O globo, n.31412, 08/08/2019. Artigos, p. 02
Segundo turno da reforma é fato inédito
08/08/2019
A aprovação em segundo turno pela Câmara do texto-base da reforma da Previdência é inédita. Pois jamais alterações de alguma profundidade no sistema previdenciário foram aceitas pelo Congresso.
Nas tentativas feitas — com graus diferentes de abrangência —, nos mandatos de Fernando Henrique Cardoso (PSDB), de Lula e de Dilma Rousseff (os dois do PT) , não havia na classe política tanta consciência dos efeitos deletérios de uma grave crise fiscal como a que o país vive, de forma mais visível, desde 2013/14. Nas gestões petistas, acrescentava-se a rejeição ideológica a qualquer corte de gastos.
Infelizmente, foi necessária a mais profunda e longa crise de que se tem notícia — agravada com a política do “pé no acelerador” executada pela dupla Lula-Dilma — para políticos pelos menos intuírem que não há saída fácil para um desequilíbrio tão grave e extenso como o que o país vive.
Déficits primários (excluindo o pagamento de juros) começaram a ser acumulados em 2014, e isso continuará por pelo menos mais dois anos. Assim, a dívida pública disparou de 50% para quase 80% do PIB, marca que deve ser ultrapassada até que esta e outras reformas surtam efeito, a economia volte a se mover e consequentemente a arrecadação tributária suba.
Também teve papel pedagógico o fato de uma inflação quase sempre de um dígito não poder mascarar as perdas fiscais, o que obriga a Federação a se ajustar. Mesmo contra os pendores dos políticos populistas, de esquerda e de direita.
Na segunda votação do texto da reforma na Câmara, o projeto teve 370 votos a favor, nove a menos que o placar do primeiro turno, mas ainda muito acima do mínimo necessário à aprovação na Câmara de uma emenda constitucional, 308 votos.

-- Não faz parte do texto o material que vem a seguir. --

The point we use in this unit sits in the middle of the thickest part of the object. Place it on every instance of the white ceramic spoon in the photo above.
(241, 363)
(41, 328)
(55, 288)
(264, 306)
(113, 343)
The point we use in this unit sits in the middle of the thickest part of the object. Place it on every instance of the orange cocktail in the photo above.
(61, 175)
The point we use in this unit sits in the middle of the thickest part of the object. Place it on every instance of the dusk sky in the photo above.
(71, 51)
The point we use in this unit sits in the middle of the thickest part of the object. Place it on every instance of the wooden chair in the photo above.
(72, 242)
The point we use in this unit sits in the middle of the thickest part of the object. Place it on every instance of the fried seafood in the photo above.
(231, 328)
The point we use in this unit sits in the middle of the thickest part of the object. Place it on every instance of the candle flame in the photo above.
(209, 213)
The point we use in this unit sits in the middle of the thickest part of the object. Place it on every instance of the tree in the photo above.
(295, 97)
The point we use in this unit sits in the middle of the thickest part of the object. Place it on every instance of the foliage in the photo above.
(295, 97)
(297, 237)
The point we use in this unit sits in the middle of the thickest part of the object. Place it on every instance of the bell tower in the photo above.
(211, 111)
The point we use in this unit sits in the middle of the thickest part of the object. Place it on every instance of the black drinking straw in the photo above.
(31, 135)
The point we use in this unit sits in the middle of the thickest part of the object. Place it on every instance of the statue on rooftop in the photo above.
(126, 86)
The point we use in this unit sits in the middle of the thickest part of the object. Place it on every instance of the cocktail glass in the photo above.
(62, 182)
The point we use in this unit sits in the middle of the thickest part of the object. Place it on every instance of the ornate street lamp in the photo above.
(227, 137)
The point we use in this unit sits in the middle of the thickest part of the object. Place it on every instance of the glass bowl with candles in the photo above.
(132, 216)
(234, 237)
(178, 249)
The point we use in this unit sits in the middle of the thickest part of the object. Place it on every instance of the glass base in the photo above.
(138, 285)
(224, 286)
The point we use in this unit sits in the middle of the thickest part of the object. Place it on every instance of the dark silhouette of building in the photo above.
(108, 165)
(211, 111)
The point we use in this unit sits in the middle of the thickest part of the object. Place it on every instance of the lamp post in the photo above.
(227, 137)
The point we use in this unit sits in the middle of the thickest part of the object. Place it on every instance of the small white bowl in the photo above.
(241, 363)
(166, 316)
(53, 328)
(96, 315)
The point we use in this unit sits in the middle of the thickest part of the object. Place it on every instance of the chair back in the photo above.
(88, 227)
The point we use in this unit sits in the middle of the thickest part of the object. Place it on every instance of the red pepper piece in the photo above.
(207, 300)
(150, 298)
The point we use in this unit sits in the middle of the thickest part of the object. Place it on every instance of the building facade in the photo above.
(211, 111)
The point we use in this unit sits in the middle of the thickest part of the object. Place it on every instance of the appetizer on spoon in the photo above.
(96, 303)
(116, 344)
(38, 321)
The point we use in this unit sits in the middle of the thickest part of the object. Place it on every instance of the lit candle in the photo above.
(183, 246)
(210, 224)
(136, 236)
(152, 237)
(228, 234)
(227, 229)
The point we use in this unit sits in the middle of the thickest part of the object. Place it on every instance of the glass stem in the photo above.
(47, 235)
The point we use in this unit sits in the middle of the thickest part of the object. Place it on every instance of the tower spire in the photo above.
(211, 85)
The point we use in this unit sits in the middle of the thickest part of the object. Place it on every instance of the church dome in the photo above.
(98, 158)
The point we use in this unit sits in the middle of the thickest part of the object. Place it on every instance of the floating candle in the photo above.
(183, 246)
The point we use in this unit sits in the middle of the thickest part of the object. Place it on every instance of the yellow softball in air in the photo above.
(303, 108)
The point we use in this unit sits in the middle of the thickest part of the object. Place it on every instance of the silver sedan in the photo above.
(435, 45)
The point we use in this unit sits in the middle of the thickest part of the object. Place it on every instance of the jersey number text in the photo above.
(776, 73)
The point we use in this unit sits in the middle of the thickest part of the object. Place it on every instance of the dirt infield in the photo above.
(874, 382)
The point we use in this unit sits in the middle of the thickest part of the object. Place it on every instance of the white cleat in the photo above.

A Câmara iniciou ontem à tarde a votação dos destaques feitos pela oposição, na tentativa de desidratar a reforma. Um dos mais importantes, apresentado pelo PCdoB, visava a derrubar do projeto as novas regras da concessão de pensão por morte.
Como todo o sistema previdenciário, este benefício tem regras irreais, distantes da realidade brasileira. Esta pensão representa um gasto de 3% do PIB, enquanto no conjunto dos países mais ricos, com representação na OCDE, é de 1%. O ajuste nas regras foi mantido por 339 votos contra 153. Outro indicador de maturidade de políticos.
No Senado, para onde o projeto irá, a ser submetido também a dois turnos de votação, será importante a formulação de uma proposta de emenda constitucional, a “PEC paralela”, a fim de estender a reforma a estados e municípios, o que foi impossível na Câmara. A fórmula garante que o que já for aprovado seja sancionado.
Sem a ampliação da reforma aos estados e municípios, a crise fiscal persistirá.